Duch Święty w Ewangelii św. Jana.
Czy człowiek automatycznie zachowuje to życie w sobie?
Zdarza się jednak, że człowiek przez grzech niszczy w sobie życie, które jest darem Boga. Odrodzenie może nastąpić dzięki działaniu Ducha Świętego.
Uroczyste zesłanie Ducha Świętego w dniu Pięćdziesiątnicy, przedstawione w Dziejach Apostolskich (Dz 2), nie jest Jego przyjściem jedynym ani nawet pierwszym Jego przyjściem. Mniej uroczyste było posłanie Ducha Świętego przez zmartwychwstałego Pana, przedstawione w jednej z końcowych perykop Ewangelii św. Jana (J 20,19-23). Było ono równie zbawcze jak zesłanie w dniu Pięćdziesiątnicy.[1]
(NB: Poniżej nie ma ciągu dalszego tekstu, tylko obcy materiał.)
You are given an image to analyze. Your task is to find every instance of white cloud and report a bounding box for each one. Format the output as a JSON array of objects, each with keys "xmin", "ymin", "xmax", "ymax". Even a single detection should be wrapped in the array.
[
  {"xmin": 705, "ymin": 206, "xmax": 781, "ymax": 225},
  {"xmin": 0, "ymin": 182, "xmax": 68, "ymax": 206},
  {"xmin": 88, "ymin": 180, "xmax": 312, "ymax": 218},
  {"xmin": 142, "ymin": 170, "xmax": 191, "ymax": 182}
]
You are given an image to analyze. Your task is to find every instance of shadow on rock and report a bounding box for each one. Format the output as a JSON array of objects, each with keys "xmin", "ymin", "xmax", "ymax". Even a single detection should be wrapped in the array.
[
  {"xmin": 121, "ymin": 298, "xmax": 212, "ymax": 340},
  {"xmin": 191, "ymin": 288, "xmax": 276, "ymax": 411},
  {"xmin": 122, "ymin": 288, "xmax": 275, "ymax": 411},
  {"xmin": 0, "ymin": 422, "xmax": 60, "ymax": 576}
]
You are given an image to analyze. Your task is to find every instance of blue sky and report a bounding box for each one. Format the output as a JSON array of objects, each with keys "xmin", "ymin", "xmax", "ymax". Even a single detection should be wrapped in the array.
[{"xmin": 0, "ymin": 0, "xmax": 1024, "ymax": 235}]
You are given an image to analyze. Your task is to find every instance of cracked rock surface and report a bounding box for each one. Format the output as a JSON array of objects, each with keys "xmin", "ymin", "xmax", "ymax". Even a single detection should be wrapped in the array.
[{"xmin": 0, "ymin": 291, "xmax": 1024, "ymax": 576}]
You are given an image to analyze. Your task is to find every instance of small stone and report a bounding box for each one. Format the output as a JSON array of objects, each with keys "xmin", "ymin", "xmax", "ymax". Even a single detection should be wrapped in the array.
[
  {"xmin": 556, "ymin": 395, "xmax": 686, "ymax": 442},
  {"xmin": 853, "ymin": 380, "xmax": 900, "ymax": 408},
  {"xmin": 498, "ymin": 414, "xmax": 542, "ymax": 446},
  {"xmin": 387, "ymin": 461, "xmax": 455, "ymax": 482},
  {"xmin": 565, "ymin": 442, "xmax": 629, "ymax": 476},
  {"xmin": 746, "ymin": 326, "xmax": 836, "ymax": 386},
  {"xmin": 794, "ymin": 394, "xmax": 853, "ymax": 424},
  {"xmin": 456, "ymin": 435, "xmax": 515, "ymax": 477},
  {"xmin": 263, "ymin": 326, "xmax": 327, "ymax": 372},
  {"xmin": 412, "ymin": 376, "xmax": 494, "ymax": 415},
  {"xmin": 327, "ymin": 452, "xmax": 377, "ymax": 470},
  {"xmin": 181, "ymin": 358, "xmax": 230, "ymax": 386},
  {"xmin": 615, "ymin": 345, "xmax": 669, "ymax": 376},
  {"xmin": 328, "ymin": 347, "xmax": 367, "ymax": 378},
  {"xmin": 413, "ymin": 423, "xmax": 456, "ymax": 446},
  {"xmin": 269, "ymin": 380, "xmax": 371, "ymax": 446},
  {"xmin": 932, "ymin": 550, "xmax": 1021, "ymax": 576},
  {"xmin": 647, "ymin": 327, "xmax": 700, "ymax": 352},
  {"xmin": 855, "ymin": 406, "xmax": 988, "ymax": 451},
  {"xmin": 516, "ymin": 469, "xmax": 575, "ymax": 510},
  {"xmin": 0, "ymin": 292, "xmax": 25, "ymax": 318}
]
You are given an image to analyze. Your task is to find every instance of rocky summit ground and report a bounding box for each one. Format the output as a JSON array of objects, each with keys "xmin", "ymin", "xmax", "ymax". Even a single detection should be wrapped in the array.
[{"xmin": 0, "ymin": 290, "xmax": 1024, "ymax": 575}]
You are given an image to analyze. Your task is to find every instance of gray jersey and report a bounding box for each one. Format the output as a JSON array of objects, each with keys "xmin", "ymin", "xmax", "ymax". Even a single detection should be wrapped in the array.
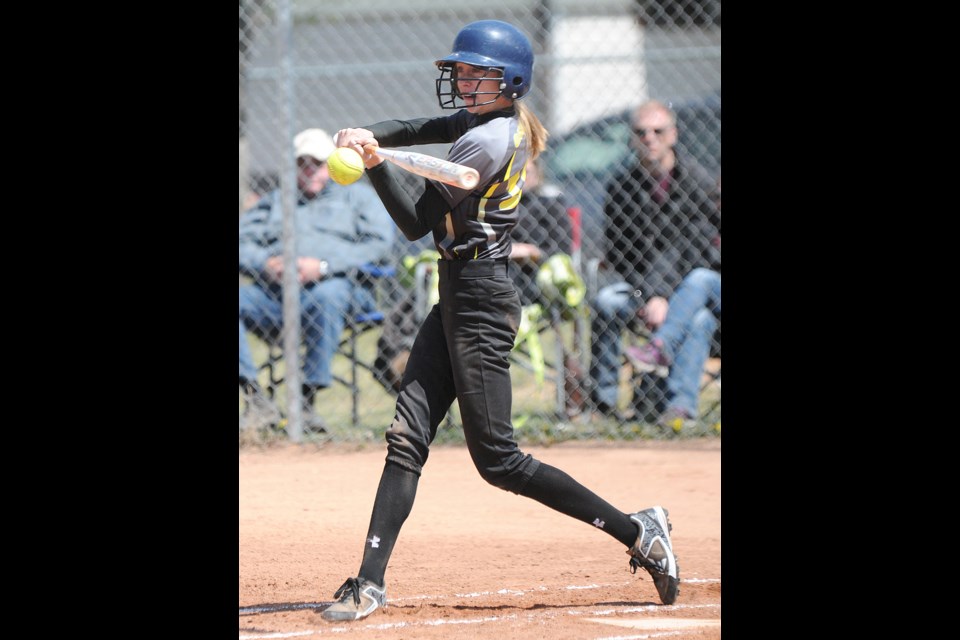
[{"xmin": 433, "ymin": 116, "xmax": 527, "ymax": 260}]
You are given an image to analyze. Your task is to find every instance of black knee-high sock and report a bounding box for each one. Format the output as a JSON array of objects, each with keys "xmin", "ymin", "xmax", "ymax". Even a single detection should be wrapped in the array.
[
  {"xmin": 359, "ymin": 462, "xmax": 416, "ymax": 586},
  {"xmin": 520, "ymin": 462, "xmax": 637, "ymax": 547}
]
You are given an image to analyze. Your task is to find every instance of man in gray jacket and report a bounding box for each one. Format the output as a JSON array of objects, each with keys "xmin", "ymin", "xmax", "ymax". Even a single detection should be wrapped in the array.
[{"xmin": 240, "ymin": 129, "xmax": 396, "ymax": 432}]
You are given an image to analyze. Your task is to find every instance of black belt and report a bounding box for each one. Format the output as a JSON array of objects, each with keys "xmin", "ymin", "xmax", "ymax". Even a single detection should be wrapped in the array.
[{"xmin": 437, "ymin": 258, "xmax": 510, "ymax": 278}]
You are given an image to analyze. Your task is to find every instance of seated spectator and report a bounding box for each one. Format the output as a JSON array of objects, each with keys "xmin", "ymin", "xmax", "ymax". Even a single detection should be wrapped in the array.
[
  {"xmin": 239, "ymin": 129, "xmax": 396, "ymax": 432},
  {"xmin": 626, "ymin": 269, "xmax": 720, "ymax": 426}
]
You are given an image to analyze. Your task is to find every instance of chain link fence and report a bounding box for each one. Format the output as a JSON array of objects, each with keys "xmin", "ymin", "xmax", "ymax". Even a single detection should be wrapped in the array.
[{"xmin": 238, "ymin": 0, "xmax": 721, "ymax": 441}]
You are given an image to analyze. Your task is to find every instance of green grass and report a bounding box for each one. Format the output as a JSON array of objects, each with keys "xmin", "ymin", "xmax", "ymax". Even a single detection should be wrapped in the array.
[{"xmin": 240, "ymin": 322, "xmax": 720, "ymax": 445}]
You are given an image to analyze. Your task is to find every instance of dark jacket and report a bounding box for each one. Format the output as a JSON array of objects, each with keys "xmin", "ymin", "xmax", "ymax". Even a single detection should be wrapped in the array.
[{"xmin": 604, "ymin": 154, "xmax": 720, "ymax": 300}]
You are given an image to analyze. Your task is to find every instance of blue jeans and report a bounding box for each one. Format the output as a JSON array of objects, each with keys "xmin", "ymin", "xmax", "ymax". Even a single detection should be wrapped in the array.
[
  {"xmin": 590, "ymin": 282, "xmax": 643, "ymax": 408},
  {"xmin": 590, "ymin": 269, "xmax": 720, "ymax": 416},
  {"xmin": 653, "ymin": 269, "xmax": 720, "ymax": 416},
  {"xmin": 240, "ymin": 278, "xmax": 376, "ymax": 387}
]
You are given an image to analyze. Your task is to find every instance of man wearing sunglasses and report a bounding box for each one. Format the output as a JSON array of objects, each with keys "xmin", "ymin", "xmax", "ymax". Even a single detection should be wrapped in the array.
[{"xmin": 590, "ymin": 100, "xmax": 720, "ymax": 421}]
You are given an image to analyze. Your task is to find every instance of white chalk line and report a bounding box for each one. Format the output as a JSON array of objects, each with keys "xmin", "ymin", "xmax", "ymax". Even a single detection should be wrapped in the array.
[
  {"xmin": 594, "ymin": 631, "xmax": 683, "ymax": 640},
  {"xmin": 238, "ymin": 604, "xmax": 720, "ymax": 640},
  {"xmin": 238, "ymin": 579, "xmax": 720, "ymax": 640},
  {"xmin": 240, "ymin": 578, "xmax": 720, "ymax": 615}
]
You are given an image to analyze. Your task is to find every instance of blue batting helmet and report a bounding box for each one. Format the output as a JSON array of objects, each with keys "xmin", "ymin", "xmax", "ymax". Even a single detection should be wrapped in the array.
[{"xmin": 436, "ymin": 20, "xmax": 533, "ymax": 109}]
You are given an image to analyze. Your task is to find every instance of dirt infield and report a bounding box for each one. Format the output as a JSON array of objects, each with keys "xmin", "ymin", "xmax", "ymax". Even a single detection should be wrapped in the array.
[{"xmin": 239, "ymin": 439, "xmax": 721, "ymax": 640}]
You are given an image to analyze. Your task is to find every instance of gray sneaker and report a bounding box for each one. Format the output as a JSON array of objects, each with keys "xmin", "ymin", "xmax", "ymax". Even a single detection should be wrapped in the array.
[
  {"xmin": 321, "ymin": 578, "xmax": 387, "ymax": 622},
  {"xmin": 627, "ymin": 506, "xmax": 680, "ymax": 604}
]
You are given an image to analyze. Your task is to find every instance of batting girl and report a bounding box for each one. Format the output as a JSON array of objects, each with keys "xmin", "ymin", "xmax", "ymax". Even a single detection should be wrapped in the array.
[{"xmin": 323, "ymin": 20, "xmax": 680, "ymax": 621}]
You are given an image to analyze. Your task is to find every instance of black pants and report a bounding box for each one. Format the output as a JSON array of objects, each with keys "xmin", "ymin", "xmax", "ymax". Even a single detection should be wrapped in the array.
[{"xmin": 387, "ymin": 260, "xmax": 540, "ymax": 493}]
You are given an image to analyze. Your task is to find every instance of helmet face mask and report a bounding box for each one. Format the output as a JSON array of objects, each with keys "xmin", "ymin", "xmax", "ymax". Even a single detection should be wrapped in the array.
[
  {"xmin": 436, "ymin": 20, "xmax": 533, "ymax": 109},
  {"xmin": 437, "ymin": 63, "xmax": 506, "ymax": 109}
]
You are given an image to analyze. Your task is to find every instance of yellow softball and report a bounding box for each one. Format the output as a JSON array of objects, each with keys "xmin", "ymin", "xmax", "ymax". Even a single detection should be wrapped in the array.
[{"xmin": 327, "ymin": 147, "xmax": 363, "ymax": 184}]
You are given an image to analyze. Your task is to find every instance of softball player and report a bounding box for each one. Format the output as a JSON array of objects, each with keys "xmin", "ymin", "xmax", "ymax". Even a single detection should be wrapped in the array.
[{"xmin": 322, "ymin": 20, "xmax": 680, "ymax": 621}]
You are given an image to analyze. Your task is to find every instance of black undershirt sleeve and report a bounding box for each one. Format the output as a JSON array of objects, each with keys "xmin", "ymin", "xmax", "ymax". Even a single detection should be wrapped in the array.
[{"xmin": 367, "ymin": 162, "xmax": 450, "ymax": 241}]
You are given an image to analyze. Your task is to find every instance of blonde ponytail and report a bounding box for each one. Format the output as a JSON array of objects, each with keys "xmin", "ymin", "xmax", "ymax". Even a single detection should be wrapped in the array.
[{"xmin": 514, "ymin": 100, "xmax": 550, "ymax": 160}]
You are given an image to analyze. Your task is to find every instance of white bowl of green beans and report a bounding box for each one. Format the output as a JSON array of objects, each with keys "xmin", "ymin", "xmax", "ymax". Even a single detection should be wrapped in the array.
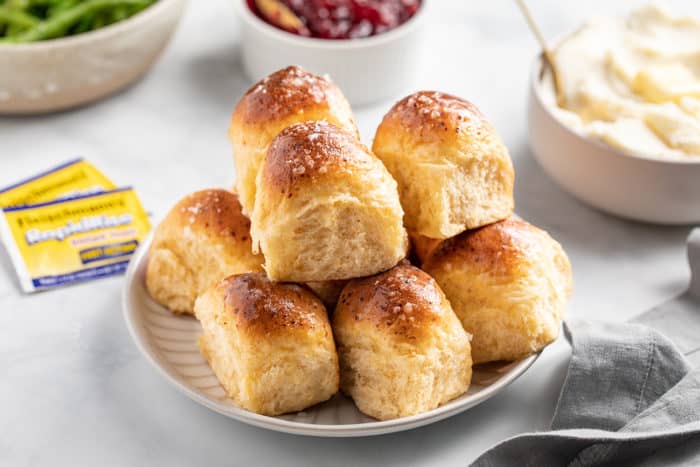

„Wieczorem owego pierwszego dnia tygodnia, tam, gdzie przebywali uczniowie, choć drzwi były zamknięte z obawy przed Żydami, przyszedł Jezus, stanął pośrodku i rzekł do nich: «Pokój wam!» A to powiedziawszy, pokazał im ręce i bok. Uradowali się zatem uczniowie, ujrzawszy Pana. A Jezus znowu rzekł do nich: «Pokój wam! Jak Ojciec Mnie posłał, tak i Ja was posyłam». Po tych słowach tchnął na nich i powiedział im: «Weźmijcie Ducha Świętego! Którym odpuścicie grzechy, są im odpuszczone, a którym zatrzymacie, są im zatrzymane»” (J 20,19-23).